When we arrived at the sixth floor the fat fella led us down a red-carpeted corridor with white doors on each side. Each door had fancy mouldings all around their frames and the corridor was lit real low, giving it a warm dark feel.
The fat man stopped at room 606 and fumbled with a key before unlocking it and pushing it open.
Without looking at me he said: ‘Madame.’
‘I guess this is my room then,’ I said.
‘Madame and sir will be in room 609,’ the fat man continued, as I headed on in.
My god, the room was bigger than any place I had ever lived in; including my safe house in the basement in an old building in Wooldridge Square.
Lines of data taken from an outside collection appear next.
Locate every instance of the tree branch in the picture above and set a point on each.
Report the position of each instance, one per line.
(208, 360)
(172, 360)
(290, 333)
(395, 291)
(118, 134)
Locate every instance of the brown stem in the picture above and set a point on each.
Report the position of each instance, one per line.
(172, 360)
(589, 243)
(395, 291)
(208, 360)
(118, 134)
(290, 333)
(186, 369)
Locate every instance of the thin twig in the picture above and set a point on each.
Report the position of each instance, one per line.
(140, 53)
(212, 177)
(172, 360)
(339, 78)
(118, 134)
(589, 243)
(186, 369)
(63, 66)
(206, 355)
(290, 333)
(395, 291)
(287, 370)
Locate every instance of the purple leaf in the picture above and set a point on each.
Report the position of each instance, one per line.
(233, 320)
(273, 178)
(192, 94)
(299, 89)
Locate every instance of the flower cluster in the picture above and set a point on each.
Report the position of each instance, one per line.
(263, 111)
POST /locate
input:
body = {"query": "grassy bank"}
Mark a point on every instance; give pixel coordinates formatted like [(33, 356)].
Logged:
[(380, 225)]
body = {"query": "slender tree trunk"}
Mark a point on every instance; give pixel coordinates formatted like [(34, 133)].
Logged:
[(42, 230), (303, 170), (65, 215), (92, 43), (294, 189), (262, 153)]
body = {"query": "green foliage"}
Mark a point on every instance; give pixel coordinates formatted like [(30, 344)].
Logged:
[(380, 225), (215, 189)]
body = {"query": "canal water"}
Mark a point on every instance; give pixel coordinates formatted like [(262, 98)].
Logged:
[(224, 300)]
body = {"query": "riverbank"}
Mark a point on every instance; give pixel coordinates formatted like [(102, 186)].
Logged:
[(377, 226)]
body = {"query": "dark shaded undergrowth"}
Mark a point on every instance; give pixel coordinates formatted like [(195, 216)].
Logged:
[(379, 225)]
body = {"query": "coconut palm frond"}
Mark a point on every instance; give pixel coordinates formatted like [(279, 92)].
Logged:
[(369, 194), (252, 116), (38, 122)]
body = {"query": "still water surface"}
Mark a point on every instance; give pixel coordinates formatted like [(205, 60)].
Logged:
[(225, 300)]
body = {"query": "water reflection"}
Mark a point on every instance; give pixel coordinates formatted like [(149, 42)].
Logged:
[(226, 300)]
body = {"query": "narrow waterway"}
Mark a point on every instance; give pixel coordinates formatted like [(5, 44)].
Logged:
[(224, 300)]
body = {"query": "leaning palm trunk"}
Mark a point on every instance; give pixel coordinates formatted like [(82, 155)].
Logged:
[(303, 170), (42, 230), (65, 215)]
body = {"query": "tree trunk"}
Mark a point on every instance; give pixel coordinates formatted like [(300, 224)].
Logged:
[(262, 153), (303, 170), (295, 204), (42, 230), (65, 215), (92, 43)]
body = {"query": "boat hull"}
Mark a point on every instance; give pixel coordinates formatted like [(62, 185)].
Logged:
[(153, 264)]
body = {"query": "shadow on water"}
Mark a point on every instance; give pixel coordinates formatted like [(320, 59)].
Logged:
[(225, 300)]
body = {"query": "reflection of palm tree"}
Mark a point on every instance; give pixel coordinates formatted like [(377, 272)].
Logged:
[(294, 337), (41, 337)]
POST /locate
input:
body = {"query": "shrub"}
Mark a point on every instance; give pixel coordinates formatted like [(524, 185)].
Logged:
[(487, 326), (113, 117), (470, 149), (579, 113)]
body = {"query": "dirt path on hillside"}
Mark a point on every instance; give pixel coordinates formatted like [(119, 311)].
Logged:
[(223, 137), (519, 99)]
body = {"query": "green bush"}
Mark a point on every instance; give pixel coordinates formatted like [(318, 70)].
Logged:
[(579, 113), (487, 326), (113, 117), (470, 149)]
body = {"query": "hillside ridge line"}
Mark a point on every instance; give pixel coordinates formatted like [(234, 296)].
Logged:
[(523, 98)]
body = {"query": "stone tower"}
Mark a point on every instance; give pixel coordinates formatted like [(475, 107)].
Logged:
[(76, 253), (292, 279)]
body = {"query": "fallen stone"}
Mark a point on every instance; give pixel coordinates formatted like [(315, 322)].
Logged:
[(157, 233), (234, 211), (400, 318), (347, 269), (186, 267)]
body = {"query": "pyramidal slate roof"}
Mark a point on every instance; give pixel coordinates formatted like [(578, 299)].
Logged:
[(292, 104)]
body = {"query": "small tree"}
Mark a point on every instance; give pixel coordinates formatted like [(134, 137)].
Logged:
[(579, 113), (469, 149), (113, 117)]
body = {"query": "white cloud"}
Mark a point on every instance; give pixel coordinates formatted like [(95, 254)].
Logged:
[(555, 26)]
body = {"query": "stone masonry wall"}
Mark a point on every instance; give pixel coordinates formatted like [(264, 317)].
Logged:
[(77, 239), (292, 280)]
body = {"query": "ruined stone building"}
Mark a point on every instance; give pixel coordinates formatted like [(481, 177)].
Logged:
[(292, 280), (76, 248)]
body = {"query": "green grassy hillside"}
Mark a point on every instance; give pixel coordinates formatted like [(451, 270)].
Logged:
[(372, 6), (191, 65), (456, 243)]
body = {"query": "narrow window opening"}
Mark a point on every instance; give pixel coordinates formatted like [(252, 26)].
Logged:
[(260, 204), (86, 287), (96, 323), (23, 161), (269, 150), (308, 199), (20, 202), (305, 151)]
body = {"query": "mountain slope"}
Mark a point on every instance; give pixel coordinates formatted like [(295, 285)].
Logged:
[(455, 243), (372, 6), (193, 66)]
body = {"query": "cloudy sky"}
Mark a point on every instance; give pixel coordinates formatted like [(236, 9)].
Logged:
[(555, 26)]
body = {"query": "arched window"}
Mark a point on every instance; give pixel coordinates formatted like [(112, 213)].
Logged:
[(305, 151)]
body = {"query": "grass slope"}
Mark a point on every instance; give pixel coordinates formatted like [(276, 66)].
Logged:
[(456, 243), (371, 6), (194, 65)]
There was a huge, soft looking bed with layers of clean sheets and two fat pillows on each side. A little table with a lamp on it adorned both sides of the bed. Along one wall of the
room was a desk and a chair. On top of the desk was a lamp and, by god, I can remember the feel of that lamp in my hands today. There was a double door, which opened into a massive wardrobe. Around the corner from that was a huge bathroom, with a tub a sink and a john.
I tried the faucets and was amazed when clean water splashed out of them. One of them produced hot water that was almost too much to bear when I held my hand under it. I let it run and threw off all my clothes there and then. I added some cold, until it was just right, and then sunk into that glorious water with a sigh.
As I lay there, I found it hard to think about any worries or concern other than the fact, of course, that I did not have a gun just in case. Nevertheless, I fell asleep without even realising it only to find myself being awoken by a light knocking at the door sometime later.
I figured, from the lightness of the tapping, that it must be Alice so I stepped out of the bath and found a robe and a pair of slippers to put on. The thought of putting on my dirty old clothes right then repulsed me.
When I opened the door it was not Alice but my friend Betty, the bitch waitress. She was no longer in her uniform but in clothes similar to those I had been wearing, which was a might unnerving to behold. She wore a little pair of jean shorts, a tight T-shirt, a leather weskit open at the front, and a good pair of knee high boots. Her blonde hair was done up all funky and I only recognised her from the sour look on her face.
‘Can I come in?’ she asked, as if I should have known that’s what she wanted.
‘What the hell for?’
She rolled those baby blues.
‘I’m you entertainment,’ she huffed.
‘Oh yeah,’ I said, opening a fresh pot of chew that I had procured in the lobby when we were waiting for our dinner. I plugged my bottom lip with a fair sized wad and continued: ‘If you’re a singer you best be producing a guitar from some place; I ain’t all that into gospel.’
Again with the baby blues.
‘Can I just come in please?’ she said, like she was accusing me of something.